As dark as the sorrow she was named for, she appeared by his side. A mere wisp only he could see.
Thorn pulled the medallion from his pocket and handed it to her. “I need you to take this to Devyl. He’ll know what to do with it. And tell him that I haven’t abandoned him. I’ll be in touch as soon as I can.”
She scowled. “You’re bidding me to do good?”
“I am.”
That only baffled her more. But she faded away and left him to continue his fight.
Thorn lifted his shield and chased after a demon that was flying for Adidiron’s back. He didn’t get far before the demon turned to face him with a snide grin that was all too familiar.
Paimon.
Damn him.
“Hello, my son.”
Thorn shuddered at his “friendly” greeting. “Don’t call me that.”
“Why? It’s what you are, aren’t you?”
Thorn curled his lip. “Just because you carried my father’s sperm doesn’t make us related. Really, Paimon … you’re just a two-bit pimp doing whatever you’re told.”
“That makes your mother a whore, does it not?”
Thorn dodged the sword strike that would have severed his head had it made contact. “Your words are as clumsy as your fighting skills. My mother sold her soul to conceive me. That’s an undeniable fact. Call her what you will. Makes no never mind where I’m concerned.”
Mostly because his mother had hated him the moment he’d been born over said bargain. And Thorn hated everyone who’d had a hand in his conception—his mother, father, Jaden, Paimon, and Lucifer. End of the day, they’d all taken turns screwing him.
Which was nothing compared to what his stepfather had done the day he’d learned of their bargain.
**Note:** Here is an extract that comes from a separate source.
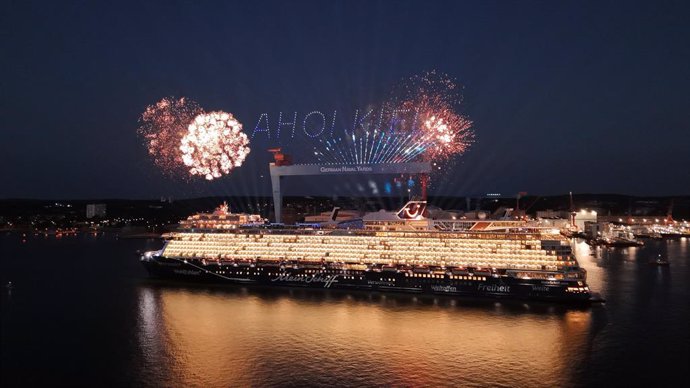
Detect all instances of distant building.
[304,208,360,223]
[537,209,570,219]
[575,209,597,231]
[86,203,105,218]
And the fact that his “beloved son and heir” wasn’t really his, but rather a cruel hoax played on his gullible stupidity by a conniving bitch and her demon lover so that she could maintain her position and her lover could connive to steal his throne.
Aye, Thorn still had those scars.
Outside and in.
It was why he fought so hard now. No one should be used by others for their own gain. Damned because someone else was selfish and had sold them out without any regard for what it would mean to them once the truth became known. He’d had no choice in what had been done to him.
That anger and hatred had turned him into a monster at a time in his human existence when he should have been carefree and looking forward to a life well spent. Instead, he’d become the very thing his stepfather had wanted him to be—had trained him to be.
The fiercest warlord to ever lead his army over blood-saturated fields. And his stepfather’s head had been one of the first Thorn had claimed as a trophy—payback for the betrayal of casting him aside so very brutally over something he couldn’t help.
There, for a time, Thorn had been content and happy to play the beast, and slaughter everything he came into contact with.
Until the day he’d seen himself for what he really was. And that sight still haunted him in a way no demon or monster ever could. For he knew the truth.
He was the scary thing that gave grown men and ruthless demons nightmares.
But never again.
Thorn raked a sneer over Paimon’s horned, ghastly form. “Crawl home, you fetid bastard. Slither into your pit and stay there until you find some semblance of decency.”
Paimon laughed in his face. “You’ve been corrupted by humanity. How can you put faith in something so pathetic and weak?”
He smirked. “We live by faith. Not by sight or proof.”
“How can you have faith after the way they’ve turned on you and done you?”
Shrugging, Thorn answered with the simple truth. “The testing of faith produces perseverance, and faith without action is worthless.”